Bei der einseitig erklärten Erledigung gehe es vielmehr um Folgen nachträglich außerhalb des gerichtlichen Verfahrens eingetretener Ereignisse für das gerichtliche Verfahren. Durch die Regelung des § 80c VwGOE werde einem Rechtsschutzbegehren aber nicht durch ein nachträgliches außerhalb des gerichtlichen Verfahrens liegendes Ereignis die Grundlage entzogen. Vielmehr werde die Überprüfungsbefugnis des Gerichts im Verfahren beschränkt. Das Kostenrisiko bleibe somit zulasten der Rechtsschutzsuchenden offen und eine verantwortungsvolle Beratung durch einen Rechtsanwalt müsste im Zweifel von der Einleitung eines einstweiligen Rechtsschutzverfahrens abraten.

Regelung zu aufschiebender Wirkung entbehrlich

Des weiteren hält die BRAK die Regelungen in § 80c Abs. 3 und 4 VwGO-E für entbehrlich: Bereits heute – das betrifft § 80c Abs. 3 VwGO-E – bestehe nach § 80 Abs. 5 Satz 1 VwGO die Möglichkeit, die aufschiebende Wirkung nur "teilweise" – etwa zugunsten der Rechte des Rechtsmittelführers – anordnen zu können. Den Gerichten sei es bereits heute unbenommen, die in der Begründung des Entwurfs beispielhaft aufgeführten Wertungen des Gesetzgebers im NABEG, EnLAG und im LNGG, dass diese Vorhaben im überragenden öffentlichen Interesse liegen, in der Vollzugsfolgenabwägung zu berücksichtigen. Einer besonderen Regelung in § 80c Abs. 4 VwGO bedürfe es daher nicht.

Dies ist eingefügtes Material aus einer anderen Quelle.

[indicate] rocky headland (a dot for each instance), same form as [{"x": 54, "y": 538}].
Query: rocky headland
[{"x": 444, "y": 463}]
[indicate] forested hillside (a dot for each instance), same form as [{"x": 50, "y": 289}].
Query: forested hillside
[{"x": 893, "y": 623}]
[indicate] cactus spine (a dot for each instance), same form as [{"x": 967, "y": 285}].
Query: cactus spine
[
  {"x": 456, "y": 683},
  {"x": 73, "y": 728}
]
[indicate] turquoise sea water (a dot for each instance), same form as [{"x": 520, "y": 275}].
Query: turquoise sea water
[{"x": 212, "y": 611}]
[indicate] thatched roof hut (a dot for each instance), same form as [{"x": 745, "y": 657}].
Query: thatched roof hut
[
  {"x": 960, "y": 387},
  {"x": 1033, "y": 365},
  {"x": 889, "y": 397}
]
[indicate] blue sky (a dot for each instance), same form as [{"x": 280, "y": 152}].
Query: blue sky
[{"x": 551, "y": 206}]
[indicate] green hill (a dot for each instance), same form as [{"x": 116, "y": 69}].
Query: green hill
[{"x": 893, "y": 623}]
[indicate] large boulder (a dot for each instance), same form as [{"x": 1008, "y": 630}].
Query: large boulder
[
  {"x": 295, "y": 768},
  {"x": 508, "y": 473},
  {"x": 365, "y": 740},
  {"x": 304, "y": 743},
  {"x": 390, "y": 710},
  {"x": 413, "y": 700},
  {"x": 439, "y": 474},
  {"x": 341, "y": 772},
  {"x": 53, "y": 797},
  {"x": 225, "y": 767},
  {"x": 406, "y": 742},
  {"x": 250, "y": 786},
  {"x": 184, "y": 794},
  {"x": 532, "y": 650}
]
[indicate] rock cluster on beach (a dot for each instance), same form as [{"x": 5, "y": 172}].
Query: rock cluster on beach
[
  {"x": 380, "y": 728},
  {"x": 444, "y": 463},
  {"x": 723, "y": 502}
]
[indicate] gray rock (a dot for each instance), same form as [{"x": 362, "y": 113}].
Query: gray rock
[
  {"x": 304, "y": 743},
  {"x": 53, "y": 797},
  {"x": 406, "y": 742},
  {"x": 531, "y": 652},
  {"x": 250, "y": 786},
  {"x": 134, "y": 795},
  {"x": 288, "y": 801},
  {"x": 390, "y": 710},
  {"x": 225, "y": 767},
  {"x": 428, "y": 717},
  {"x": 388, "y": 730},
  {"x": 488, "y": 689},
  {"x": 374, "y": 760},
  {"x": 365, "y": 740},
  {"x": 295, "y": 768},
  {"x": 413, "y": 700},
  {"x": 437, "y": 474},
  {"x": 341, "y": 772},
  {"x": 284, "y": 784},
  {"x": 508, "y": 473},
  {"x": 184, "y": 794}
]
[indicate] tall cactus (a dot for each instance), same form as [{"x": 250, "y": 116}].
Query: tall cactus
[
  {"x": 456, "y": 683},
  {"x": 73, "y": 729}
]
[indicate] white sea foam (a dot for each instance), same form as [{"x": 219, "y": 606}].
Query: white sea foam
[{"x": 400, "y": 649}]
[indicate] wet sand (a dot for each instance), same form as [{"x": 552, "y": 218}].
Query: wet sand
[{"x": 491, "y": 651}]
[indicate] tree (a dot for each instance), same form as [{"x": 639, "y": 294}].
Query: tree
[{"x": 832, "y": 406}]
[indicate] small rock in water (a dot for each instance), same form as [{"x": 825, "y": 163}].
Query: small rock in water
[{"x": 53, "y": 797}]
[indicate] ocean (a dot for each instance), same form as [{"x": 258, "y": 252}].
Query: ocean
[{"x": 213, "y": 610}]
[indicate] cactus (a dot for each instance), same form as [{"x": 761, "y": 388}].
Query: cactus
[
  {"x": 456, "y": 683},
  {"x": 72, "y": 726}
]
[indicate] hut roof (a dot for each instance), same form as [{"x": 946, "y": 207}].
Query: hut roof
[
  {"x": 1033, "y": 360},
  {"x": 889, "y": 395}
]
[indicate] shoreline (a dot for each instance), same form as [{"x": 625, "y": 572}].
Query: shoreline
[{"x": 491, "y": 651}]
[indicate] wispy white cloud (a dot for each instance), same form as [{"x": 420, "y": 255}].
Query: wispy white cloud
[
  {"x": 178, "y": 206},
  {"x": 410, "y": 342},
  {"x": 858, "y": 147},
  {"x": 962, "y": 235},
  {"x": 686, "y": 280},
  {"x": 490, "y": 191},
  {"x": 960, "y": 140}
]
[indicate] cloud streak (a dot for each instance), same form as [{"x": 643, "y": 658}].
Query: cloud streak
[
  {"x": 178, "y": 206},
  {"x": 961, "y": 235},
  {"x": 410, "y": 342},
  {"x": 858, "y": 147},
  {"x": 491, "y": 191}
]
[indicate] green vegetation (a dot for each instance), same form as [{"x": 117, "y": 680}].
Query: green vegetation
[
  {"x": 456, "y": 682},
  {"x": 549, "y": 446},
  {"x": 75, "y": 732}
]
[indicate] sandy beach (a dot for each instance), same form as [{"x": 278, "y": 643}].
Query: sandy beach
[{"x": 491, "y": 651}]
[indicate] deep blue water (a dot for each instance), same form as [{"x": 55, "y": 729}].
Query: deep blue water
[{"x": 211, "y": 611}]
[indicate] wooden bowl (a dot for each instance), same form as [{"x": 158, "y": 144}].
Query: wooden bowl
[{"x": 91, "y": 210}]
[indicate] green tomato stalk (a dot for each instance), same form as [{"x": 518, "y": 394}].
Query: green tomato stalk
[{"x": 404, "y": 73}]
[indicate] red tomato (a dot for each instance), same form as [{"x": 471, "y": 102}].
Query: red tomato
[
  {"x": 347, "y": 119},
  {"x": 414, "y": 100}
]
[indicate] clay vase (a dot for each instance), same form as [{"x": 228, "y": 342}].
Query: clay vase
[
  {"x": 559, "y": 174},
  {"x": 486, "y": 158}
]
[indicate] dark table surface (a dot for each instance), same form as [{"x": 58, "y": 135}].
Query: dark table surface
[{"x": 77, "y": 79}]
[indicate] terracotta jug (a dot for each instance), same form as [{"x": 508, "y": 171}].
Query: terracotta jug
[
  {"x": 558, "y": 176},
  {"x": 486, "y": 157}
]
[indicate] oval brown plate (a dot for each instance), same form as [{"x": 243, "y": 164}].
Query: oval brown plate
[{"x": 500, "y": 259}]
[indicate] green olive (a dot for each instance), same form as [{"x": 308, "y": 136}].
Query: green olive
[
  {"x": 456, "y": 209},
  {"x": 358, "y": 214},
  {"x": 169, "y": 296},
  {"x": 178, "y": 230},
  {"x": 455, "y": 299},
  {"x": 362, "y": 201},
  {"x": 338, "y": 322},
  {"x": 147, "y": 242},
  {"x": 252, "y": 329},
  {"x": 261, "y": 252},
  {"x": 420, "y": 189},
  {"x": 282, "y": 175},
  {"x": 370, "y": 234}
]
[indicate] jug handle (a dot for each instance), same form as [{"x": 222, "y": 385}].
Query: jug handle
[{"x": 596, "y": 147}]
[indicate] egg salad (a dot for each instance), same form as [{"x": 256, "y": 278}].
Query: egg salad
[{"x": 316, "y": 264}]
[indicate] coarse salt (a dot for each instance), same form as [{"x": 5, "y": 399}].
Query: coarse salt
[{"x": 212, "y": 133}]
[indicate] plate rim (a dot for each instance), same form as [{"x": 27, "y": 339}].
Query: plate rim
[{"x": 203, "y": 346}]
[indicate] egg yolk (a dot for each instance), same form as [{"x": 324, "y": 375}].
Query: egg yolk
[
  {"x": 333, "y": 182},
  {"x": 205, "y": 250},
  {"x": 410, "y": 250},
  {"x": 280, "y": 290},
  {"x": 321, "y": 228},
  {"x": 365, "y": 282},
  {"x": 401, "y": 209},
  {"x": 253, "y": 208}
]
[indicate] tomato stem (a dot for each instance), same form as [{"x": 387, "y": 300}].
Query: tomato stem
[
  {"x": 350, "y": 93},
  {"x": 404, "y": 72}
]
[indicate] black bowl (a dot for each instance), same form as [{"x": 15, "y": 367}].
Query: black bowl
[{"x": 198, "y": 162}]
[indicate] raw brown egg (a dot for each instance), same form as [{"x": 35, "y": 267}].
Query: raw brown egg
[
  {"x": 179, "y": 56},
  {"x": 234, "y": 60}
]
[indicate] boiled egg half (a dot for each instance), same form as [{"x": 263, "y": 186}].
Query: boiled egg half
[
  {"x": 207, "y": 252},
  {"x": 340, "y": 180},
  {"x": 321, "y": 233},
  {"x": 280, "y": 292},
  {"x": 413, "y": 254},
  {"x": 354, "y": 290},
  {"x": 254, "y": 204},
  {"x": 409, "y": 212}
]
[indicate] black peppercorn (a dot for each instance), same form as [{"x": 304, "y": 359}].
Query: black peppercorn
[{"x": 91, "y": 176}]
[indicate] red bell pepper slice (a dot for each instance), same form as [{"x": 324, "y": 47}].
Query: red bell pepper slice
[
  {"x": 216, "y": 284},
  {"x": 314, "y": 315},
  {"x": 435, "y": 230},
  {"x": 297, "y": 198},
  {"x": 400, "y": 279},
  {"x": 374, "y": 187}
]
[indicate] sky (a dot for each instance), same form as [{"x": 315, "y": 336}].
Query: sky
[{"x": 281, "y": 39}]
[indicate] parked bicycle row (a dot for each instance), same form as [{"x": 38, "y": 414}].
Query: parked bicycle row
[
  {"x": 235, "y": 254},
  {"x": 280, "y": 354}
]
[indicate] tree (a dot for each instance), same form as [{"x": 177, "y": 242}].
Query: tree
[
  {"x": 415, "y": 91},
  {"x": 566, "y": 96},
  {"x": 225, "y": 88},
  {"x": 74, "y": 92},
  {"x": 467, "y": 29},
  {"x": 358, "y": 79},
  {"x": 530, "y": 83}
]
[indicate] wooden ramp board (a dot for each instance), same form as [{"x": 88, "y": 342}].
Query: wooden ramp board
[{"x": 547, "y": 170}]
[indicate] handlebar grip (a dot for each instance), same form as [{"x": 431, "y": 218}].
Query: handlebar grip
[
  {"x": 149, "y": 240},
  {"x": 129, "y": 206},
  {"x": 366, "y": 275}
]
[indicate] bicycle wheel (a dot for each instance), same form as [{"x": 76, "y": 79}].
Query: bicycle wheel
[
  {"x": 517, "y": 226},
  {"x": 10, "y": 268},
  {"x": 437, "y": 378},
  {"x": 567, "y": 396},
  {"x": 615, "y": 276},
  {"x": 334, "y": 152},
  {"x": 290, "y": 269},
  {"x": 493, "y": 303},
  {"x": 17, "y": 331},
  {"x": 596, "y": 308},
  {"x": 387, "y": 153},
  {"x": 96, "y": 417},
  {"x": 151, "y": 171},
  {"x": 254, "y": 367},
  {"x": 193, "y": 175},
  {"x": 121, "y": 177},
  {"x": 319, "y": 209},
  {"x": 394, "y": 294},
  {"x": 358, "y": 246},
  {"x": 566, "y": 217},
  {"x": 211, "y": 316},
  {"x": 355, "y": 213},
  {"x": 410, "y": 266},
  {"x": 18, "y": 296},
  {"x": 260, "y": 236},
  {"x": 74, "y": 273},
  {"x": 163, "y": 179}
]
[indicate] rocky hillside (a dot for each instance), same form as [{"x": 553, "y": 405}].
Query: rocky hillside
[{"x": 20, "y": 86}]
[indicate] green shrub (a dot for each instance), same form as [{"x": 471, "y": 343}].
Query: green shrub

Materielle Präklusion "light" durch die Hintertür?

Hier verweist die BRAK auf § 87b Abs. 4 VwGO-E und die durch Art. 2 Nr. 1 vorgeschlagene Erweiterung des § 43e EnWG durch einen neuen Abs. 3, der § 6 UmwRG nachgebildet ist und auch für Änderungen im Anzeigeverfahren nach § 43f EnWG und § 25 NABEG und für Veränderungssperren nach § 16 NABEG gelten soll. Mit § 87b Abs. 4 VwGO-E werde die prozessuale Präklusion des § 87b VwGO für die genannten Vorhaben insofern verschärft, als es auf eine Verzögerung des Verfahrens (anders, als nach § 87b Abs. 3 Satz 1 Nr. 1 VwGO) nicht mehr ankommen und dem Gericht kein Ermessen mehr zustehen soll. Der Vorschrift sei zugute zu halten, so die BRAK, dass zumindest über die Folgen einer Fristversäumnis belehrt werden muss, was bei § 43e EnWG und § 6 UmwRG nicht der Fall sei. Ob es dadurch allerdings zu einer Beschleunigung kommen wird, sei zweifelhaft.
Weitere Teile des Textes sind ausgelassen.